As mentioned before, people use email to have conversations about non-confidential topics. In this case, it could be beneficial to the company if these conversations where accessible to other employees. But convincing them to use forums, blogs or wikis can be very difficult, as they are outside of their workflow. In its latest version Thoughtfarmer introduced a feature, which publishes content from an email distribution list to the wiki adding details like profile pictures, links to employee profiles. There it will be indexed and the information is accessible even if people leave the company.

All these examples are related to email in one way or another. However, transition strategies go well beyond email. In general, it is important to keep in mind:

Don’t be too radical

For example, working on wikis and blogs potentially exposes people’s work to the entire firm. Most people are uncomfortable with that idea. Furthermore, it can require considerable effort. Instead of implementing wikis and blogs from the start, it might actually be better to look at social bookmarking, social networking or social messaging (microblogging) first. The value/time investment ratio is usually better than for wikis and blogs. Look at social bookmarking: The workflow is not radically different from what people are used to. They can opt out of sharing on a case-by-case basis, learn how valuable tagging can be for themselves. At the same time they understand the value of transparency when searching/browsing colleague’s bookmarks instead of relying on the enterprise search engine.

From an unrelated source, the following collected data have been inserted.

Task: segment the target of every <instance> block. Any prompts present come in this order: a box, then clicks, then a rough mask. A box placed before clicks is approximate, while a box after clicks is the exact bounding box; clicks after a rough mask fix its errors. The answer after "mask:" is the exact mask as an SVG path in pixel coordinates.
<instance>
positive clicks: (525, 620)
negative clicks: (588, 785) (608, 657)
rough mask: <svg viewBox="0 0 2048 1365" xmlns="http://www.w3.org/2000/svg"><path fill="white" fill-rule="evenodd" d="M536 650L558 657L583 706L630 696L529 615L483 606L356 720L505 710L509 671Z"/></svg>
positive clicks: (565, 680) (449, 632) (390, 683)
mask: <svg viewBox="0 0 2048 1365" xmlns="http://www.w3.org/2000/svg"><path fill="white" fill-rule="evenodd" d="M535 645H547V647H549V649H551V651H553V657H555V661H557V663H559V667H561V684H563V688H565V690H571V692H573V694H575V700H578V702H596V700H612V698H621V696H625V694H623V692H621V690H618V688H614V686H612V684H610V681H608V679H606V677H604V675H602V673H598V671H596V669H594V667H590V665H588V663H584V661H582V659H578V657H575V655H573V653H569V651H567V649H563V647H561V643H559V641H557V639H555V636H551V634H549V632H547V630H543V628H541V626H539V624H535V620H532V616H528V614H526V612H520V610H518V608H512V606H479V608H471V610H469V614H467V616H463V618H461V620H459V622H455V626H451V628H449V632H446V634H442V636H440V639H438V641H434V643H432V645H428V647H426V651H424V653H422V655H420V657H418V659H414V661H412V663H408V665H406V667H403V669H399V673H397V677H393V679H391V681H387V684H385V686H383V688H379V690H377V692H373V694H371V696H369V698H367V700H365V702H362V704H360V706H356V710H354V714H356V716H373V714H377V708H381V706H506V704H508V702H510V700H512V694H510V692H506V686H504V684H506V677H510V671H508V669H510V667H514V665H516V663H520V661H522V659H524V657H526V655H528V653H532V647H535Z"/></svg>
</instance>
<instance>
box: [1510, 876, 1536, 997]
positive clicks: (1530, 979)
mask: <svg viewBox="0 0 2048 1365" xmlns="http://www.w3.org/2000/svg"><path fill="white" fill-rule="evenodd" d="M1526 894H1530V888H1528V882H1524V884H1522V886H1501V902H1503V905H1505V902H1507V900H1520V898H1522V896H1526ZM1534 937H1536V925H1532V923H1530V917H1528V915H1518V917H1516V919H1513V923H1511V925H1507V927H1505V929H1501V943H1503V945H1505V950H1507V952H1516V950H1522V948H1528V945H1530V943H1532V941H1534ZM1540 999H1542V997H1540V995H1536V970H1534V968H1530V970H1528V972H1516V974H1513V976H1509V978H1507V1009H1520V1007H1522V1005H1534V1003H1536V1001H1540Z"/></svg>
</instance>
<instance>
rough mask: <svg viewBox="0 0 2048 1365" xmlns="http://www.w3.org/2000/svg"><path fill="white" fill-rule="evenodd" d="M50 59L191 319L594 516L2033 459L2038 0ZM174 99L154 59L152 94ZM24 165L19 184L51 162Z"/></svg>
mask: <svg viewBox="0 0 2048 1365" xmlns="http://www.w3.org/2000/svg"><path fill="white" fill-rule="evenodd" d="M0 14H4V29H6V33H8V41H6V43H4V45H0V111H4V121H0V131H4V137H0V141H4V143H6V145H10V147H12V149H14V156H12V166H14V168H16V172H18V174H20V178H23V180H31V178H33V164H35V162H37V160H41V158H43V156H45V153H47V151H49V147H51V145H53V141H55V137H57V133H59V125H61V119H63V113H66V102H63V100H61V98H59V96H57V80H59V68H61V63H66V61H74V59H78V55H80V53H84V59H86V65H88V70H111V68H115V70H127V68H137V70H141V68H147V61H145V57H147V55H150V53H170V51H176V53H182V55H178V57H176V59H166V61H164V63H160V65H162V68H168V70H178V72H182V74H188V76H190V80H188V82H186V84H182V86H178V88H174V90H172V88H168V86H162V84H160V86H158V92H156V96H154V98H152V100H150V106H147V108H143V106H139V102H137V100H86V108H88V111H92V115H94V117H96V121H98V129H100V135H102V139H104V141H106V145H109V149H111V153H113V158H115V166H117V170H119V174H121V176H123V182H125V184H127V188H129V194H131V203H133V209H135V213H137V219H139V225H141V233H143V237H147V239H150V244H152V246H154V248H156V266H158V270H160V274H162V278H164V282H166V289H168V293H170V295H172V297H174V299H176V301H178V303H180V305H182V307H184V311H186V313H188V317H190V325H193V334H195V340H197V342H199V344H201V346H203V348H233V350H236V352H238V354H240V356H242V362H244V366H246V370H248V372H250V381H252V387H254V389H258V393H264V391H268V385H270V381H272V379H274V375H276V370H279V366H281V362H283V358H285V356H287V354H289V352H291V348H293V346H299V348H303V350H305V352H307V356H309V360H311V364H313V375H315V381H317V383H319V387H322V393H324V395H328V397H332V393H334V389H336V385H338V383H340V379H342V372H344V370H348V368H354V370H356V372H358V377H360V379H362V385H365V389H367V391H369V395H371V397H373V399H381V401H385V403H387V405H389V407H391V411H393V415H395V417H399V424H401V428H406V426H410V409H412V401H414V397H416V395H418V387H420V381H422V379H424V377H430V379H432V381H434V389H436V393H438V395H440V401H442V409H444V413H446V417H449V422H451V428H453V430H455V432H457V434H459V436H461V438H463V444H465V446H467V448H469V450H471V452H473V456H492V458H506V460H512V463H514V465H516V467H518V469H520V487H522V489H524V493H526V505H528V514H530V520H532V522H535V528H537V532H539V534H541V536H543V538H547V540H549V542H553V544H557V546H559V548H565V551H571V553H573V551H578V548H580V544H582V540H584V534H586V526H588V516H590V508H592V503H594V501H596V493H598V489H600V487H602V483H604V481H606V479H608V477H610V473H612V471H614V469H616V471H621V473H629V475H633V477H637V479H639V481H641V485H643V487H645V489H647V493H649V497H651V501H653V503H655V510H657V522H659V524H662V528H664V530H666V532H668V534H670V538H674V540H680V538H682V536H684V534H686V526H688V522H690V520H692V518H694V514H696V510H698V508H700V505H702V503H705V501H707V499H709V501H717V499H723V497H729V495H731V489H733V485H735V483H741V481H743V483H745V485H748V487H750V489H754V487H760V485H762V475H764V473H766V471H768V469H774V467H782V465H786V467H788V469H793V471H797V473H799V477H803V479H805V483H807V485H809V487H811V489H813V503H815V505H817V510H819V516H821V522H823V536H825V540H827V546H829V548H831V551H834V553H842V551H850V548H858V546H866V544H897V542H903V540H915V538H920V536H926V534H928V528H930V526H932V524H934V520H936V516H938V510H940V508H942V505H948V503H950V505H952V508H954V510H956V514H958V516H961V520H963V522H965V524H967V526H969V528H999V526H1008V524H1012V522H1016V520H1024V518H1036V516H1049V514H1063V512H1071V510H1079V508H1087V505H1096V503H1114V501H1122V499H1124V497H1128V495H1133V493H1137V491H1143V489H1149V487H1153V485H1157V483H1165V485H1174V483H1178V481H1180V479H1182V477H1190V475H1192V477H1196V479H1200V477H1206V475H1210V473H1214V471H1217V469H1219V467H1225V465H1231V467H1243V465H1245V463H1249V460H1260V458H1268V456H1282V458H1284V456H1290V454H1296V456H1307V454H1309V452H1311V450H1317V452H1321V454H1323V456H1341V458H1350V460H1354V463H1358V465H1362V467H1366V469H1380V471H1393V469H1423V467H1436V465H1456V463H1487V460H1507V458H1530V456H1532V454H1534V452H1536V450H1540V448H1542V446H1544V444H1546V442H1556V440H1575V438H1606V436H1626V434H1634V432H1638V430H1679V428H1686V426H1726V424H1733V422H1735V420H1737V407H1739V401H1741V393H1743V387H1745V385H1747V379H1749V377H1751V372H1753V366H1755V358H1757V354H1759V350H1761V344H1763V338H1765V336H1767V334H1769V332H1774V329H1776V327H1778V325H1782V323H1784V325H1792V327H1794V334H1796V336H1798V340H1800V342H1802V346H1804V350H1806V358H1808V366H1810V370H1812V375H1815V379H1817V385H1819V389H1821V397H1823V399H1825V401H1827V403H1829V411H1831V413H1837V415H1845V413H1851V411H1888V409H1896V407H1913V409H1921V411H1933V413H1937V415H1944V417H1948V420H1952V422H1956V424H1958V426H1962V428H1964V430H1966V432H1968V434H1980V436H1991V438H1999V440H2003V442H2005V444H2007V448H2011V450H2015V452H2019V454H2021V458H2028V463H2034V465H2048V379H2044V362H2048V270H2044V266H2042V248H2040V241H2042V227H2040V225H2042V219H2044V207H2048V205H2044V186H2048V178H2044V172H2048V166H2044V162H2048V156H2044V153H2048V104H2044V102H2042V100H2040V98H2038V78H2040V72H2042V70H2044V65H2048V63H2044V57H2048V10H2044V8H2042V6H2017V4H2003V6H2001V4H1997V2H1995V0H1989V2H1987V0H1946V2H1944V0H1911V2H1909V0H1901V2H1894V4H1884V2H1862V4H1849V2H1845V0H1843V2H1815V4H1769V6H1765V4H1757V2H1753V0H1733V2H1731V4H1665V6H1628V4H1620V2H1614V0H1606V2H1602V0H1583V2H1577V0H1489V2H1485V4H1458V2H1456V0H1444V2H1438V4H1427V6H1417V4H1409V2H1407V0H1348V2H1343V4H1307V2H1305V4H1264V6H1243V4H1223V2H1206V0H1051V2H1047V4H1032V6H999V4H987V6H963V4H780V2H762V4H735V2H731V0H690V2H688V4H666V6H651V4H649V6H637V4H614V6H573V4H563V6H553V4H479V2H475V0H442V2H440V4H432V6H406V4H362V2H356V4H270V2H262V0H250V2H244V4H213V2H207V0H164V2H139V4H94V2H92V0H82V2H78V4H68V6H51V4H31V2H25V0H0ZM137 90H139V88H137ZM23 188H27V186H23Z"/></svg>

Let people decide how to interact

Early adopters and enthusiasts will be happy to work directly on the wiki, consume news and updates in their RSS feed reader and read and send messages directly in the microblogging engine. For the rest make sure that they have the possibility to use those new tools with something they are familiar with.

Let people receive content the way they want it

If people find content (sources) interesting they should be able to decide how and when they want to receive content; let it be via email client, RSS reader, feeds on the team space, message on the microblogging engine, or PDF. Stop pushing content down people’s throat using email!

Build on existing workflows

This is nothing new, but I believe people have been rather ignorant to the fact that a lot of existing workflows involve email. Instead of simply implementing some new shiny tools, try to bridge the gap between the old and the new world.

New behaviors will emerge, but it won’t happen over night. That’s why enthusiasts need to acknowledge that most skeptics will continue to follow the path of least resistance and reject tools that are not part of their workflow, are too difficult learn and use or don’t yield an immediate personal benefit. If you ignore that, the success of your Enterprise 2.0 initiative may be in danger and the skeptics may prevail in the end.